Le peintre polonais Roman Opalka, connu pour son étude sur la progression du temps, est décédé samedi dans un hôpital près de Rome à l'âge de 79 ans, a indiqué son agent et ami Slawomir Boss, cité par les médias polonais.

Roman Opalka passait des vacances en Italie et a été hospitalisé il y a quelques jours à cause d'une infection généralisée de l'organisme, a précisé M. Boss.

Selon des sources diplomatiques françaises à Rome, la famille du peintre installé en France depuis 1977 avait souhaité organiser, il y a une semaine, un rapatriement sanitaire dans ce pays, qui n'a finalement pas été possible compte tenu de son état de santé.

Né en France en 1931 de parents polonais, Roman Opalka était retourné en Pologne en 1935 avec sa famille déportée par les nazis en Allemagne en 1940. Il s'était établi définitivement en France en 1977 après des séjours en Pologne, en Allemagne et aux Etats-Unis.

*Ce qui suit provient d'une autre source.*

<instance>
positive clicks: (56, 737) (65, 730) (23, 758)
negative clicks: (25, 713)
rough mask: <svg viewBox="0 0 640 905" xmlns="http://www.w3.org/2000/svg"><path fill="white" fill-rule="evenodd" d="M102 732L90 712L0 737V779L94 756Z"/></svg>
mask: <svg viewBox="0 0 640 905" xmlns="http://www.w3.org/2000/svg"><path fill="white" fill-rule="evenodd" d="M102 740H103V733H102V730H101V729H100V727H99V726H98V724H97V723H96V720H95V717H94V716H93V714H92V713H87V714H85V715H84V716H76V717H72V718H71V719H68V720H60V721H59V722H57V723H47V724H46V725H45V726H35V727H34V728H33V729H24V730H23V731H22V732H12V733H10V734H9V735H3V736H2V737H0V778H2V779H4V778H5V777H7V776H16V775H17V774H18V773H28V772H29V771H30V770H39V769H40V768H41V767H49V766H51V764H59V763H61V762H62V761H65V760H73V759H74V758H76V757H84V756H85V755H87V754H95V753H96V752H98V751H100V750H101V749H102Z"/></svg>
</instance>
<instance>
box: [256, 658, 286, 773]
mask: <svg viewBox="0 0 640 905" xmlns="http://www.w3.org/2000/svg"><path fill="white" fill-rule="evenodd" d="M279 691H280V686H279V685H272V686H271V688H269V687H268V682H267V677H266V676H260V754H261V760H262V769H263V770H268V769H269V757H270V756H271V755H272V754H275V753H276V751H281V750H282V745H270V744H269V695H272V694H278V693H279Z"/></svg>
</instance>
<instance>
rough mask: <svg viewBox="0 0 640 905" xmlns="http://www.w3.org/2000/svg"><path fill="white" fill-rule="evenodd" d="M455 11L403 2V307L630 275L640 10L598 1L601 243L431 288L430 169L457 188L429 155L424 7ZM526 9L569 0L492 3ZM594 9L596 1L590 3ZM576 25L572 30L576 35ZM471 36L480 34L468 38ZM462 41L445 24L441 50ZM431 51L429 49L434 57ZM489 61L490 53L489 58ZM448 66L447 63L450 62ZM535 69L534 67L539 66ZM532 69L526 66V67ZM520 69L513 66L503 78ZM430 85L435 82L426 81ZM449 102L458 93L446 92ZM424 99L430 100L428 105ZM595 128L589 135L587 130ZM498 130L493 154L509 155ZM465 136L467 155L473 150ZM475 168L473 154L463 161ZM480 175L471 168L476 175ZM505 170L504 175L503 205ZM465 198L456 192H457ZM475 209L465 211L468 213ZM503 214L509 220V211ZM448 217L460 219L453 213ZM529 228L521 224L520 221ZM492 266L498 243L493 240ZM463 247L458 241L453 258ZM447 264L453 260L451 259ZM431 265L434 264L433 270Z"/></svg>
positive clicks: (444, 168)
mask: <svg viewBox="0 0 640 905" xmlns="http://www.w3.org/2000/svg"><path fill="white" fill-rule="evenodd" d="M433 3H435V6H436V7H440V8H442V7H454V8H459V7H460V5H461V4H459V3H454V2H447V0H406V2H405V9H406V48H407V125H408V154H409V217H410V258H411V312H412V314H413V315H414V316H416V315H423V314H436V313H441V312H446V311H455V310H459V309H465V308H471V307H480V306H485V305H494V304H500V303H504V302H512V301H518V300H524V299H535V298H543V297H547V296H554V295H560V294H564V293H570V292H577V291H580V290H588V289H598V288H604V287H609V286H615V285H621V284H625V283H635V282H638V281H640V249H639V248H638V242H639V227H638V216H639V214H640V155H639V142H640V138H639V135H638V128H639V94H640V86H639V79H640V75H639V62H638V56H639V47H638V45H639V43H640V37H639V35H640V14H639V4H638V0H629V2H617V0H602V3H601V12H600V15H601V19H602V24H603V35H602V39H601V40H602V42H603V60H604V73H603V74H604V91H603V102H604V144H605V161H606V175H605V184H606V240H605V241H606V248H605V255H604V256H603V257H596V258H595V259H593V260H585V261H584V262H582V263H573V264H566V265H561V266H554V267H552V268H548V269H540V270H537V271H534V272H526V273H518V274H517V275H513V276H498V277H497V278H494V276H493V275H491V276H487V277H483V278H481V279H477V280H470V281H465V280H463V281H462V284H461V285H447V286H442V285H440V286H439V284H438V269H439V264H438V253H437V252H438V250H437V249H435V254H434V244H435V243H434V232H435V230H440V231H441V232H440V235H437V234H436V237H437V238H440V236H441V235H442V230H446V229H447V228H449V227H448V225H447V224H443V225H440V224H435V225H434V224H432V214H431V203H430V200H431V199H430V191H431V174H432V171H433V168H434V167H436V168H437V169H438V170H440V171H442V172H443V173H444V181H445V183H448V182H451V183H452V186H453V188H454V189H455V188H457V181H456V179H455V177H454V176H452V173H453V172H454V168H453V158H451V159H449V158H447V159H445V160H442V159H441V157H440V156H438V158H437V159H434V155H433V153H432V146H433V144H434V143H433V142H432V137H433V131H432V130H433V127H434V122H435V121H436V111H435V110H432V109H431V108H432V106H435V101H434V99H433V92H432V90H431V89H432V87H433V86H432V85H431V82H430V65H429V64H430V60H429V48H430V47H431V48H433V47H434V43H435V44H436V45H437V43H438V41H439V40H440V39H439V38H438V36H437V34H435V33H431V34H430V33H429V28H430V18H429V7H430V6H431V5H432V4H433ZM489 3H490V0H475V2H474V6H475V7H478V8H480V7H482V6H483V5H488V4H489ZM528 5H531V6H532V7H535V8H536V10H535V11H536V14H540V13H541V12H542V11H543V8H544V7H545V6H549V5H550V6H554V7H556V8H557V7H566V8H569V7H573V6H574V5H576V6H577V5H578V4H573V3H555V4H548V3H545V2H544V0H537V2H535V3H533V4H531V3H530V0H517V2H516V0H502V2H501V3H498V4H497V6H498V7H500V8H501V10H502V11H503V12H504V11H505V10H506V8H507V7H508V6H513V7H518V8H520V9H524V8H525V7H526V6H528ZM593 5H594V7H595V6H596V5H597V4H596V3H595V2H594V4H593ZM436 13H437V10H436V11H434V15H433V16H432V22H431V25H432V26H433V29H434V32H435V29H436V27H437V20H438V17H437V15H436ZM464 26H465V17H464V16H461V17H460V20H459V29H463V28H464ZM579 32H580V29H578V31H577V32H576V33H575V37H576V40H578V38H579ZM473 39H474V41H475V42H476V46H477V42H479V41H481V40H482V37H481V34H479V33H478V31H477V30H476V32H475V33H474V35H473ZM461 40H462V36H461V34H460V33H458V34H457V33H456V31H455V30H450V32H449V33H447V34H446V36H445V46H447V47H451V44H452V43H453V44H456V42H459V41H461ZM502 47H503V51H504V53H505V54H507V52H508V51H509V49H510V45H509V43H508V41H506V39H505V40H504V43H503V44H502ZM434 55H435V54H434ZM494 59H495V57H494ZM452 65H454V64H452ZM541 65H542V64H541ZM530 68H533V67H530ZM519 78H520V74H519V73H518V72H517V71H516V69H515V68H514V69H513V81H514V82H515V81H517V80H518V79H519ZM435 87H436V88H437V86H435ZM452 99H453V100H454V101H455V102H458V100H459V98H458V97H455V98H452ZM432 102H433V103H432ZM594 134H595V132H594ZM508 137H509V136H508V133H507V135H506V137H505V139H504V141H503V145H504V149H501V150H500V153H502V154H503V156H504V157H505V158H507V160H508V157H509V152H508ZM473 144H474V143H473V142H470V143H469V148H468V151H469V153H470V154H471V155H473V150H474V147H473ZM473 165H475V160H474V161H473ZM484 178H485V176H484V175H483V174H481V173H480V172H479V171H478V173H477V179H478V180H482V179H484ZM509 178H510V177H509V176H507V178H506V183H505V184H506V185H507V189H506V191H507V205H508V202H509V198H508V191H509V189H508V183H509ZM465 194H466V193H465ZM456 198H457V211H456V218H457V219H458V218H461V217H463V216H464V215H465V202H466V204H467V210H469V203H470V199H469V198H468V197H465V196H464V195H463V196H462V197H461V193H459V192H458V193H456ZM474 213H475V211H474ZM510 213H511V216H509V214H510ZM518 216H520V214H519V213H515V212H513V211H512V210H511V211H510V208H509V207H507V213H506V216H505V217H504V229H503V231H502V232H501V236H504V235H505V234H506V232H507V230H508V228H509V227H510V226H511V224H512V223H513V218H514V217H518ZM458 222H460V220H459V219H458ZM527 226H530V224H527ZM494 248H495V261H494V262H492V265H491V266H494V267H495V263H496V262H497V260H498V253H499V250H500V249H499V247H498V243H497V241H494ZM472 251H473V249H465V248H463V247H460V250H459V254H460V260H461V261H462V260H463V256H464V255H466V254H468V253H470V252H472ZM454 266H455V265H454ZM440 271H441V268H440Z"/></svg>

Roman Opalka est principalement connu pour son oeuvre 1965/1 à infini - une série de toiles de même dimension sur lesquelles il inscrivait depuis 1965 les nombres en ordre croissant à partir du chiffre 1 et qui étaient à la fois un document sur le temps et sa définition, selon son explication figurant sur son site internet officiel.

Il ne peignait chaque année que cinq toiles, chacune intitulées détail.

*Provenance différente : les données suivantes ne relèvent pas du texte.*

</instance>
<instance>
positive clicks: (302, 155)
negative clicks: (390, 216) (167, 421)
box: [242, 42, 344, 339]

Ses oeuvres se trouvent notamment dans les collections permanentes du Centre Pompidou à Paris, du Los Angeles County Museum, de la Kunsthalle à Hamburg, du MOMA à New York, du Musée d'Art à San Paulo et dans plusieurs musées polonais.

Sa dernière toile doit revenir, selon un accord passé avec l'artiste, au Musée d'art moderne de Lodz (centre) où est déjà exposé le premier tableau du cycle.

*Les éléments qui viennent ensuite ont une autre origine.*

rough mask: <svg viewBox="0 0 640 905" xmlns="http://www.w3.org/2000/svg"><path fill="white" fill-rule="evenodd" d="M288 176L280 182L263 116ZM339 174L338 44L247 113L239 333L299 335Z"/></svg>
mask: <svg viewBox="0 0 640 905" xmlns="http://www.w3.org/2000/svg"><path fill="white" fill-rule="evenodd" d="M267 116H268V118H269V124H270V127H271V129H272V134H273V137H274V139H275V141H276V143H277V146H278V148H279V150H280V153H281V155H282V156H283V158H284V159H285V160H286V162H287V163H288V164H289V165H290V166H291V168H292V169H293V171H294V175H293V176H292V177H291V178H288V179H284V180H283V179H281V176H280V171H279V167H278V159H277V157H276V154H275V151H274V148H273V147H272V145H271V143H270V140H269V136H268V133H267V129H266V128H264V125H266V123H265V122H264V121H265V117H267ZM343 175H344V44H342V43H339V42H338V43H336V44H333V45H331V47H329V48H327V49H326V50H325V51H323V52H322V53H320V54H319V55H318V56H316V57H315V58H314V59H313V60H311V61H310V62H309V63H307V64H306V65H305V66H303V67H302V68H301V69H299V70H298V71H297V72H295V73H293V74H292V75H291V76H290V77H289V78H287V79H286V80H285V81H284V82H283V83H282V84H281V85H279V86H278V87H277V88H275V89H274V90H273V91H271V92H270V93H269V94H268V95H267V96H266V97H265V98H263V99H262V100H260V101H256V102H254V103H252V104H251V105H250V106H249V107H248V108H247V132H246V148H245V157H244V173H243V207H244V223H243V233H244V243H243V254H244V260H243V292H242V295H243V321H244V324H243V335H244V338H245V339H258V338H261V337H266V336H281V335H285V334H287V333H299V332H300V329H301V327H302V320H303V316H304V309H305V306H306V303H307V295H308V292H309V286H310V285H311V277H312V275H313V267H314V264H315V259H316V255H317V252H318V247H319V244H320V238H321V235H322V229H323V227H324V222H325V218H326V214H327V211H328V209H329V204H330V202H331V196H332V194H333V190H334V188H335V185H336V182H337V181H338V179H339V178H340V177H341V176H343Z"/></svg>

Pour Frédéric Mitterrand, ministre de la Culture et de la Communication: Roman Opalka était l'artiste du temps, ce temps qui aujourd'hui le rattrape (...) Ses toiles étaient conçues à partir de nombres qui se succédaient à l'infini.

On se souviendra aussi de ce visage émacié, devenu lui-même chenu, que ses autoportraits photographiques exposaient d'une manière implacable a-t-il ajouté soulignant que le peintre était un Ascète de l'art contemporain, apôtre de la radicalité et un moine soldat de la peinture.